Un convoi de 710 camions-citernes sous protection suspecte au Sahel
Une opération logistique d’envergure a traversé le Sahel sans que les forces de sécurité ne l’interrompent : 710 camions-citernes ont sillonné les zones les plus instables pour acheminer du carburant vers Bamako. Pourtant, aucun dispositif militaire burkinabè ou malien n’a été déployé pour escorter ce convoi. Cette absence de protection officielle interroge, d’autant que des 3 milliards de FCFA auraient été versés au JNIM (Groupe de Soutien à l’Islam et aux Musulmans) pour assurer le passage sans encombre. Une transaction qui soulève des questions sur la sincérité des engagements antiterroristes de l’Alliance des États du Sahel.

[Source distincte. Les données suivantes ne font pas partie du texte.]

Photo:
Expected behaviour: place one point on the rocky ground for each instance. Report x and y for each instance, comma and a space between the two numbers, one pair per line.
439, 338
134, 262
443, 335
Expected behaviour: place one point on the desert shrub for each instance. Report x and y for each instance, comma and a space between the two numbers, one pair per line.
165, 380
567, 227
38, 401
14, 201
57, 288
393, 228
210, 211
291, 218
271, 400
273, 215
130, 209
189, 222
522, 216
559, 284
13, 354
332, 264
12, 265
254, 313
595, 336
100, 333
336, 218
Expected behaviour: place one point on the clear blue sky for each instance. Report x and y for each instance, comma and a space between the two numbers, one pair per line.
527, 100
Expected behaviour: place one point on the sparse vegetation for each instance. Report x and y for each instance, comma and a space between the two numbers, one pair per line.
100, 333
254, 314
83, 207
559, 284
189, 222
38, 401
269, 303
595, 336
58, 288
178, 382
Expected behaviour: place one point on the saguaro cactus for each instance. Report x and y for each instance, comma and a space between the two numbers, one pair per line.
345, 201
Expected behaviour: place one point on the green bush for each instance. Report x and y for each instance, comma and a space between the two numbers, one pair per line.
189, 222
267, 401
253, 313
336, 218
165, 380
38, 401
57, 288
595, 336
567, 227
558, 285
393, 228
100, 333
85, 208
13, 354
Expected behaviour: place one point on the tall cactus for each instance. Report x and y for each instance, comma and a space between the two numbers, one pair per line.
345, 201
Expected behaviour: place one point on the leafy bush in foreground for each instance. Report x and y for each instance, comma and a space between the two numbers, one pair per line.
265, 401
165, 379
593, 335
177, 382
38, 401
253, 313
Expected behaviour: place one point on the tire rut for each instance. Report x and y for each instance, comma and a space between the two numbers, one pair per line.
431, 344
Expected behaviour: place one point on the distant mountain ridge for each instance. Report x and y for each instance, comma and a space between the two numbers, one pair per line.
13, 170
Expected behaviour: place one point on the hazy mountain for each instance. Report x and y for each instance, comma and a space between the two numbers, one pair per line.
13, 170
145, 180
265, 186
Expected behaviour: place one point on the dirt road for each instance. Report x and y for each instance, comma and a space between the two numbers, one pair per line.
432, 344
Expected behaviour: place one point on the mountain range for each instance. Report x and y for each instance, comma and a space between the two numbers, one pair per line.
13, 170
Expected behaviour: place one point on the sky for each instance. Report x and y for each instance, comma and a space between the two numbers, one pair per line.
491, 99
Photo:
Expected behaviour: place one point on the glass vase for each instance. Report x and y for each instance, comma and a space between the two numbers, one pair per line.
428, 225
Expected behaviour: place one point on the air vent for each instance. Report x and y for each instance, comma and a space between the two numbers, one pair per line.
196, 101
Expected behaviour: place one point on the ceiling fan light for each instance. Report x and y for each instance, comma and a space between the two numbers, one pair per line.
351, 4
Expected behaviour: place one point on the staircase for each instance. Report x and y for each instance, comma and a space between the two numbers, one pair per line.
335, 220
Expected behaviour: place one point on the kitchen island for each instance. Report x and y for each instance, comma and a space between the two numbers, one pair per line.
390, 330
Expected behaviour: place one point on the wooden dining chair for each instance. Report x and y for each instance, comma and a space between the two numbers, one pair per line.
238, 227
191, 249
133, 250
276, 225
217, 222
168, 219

Kangala Transport, une société-écran au service d’un triumvirat au pouvoir
Derrière cette opération se cache Kangala Transport, officiellement une entreprise de logistique, mais en réalité le prolongement économique d’un réseau d’influence composé de Ibrahim Traoré, Oumarou Yabré et Ali Konaté. Ces trois figures, liées au sommet de l’État burkinabè, auraient orchestré ce versement pour sécuriser leurs actifs commerciaux, notamment les livraisons de carburant. Une confusion des rôles dangereuse entre gestion publique et profits privés, où la lutte contre le terrorisme passe au second plan.
Le carburant comme monnaie d’échange avec le terrorisme
Le paradoxe est frappant : tandis que l’Alliance des États du Sahel affiche sa détermination à combattre le JNIM, ses principaux dirigeants financent indirectement l’organisation via des intermédiaires. Les 3 milliards de FCFA versés pour le passage du convoi ont ainsi contribué à alimenter les caisses du groupe terroriste, permettant l’achat d’armes, de munitions et le recrutement de nouveaux combattants. Cet argent, qui devait servir à approvisionner Bamako en carburant, a finalement servi à renforcer les capacités militaires des groupes armés qui frappent le Mali.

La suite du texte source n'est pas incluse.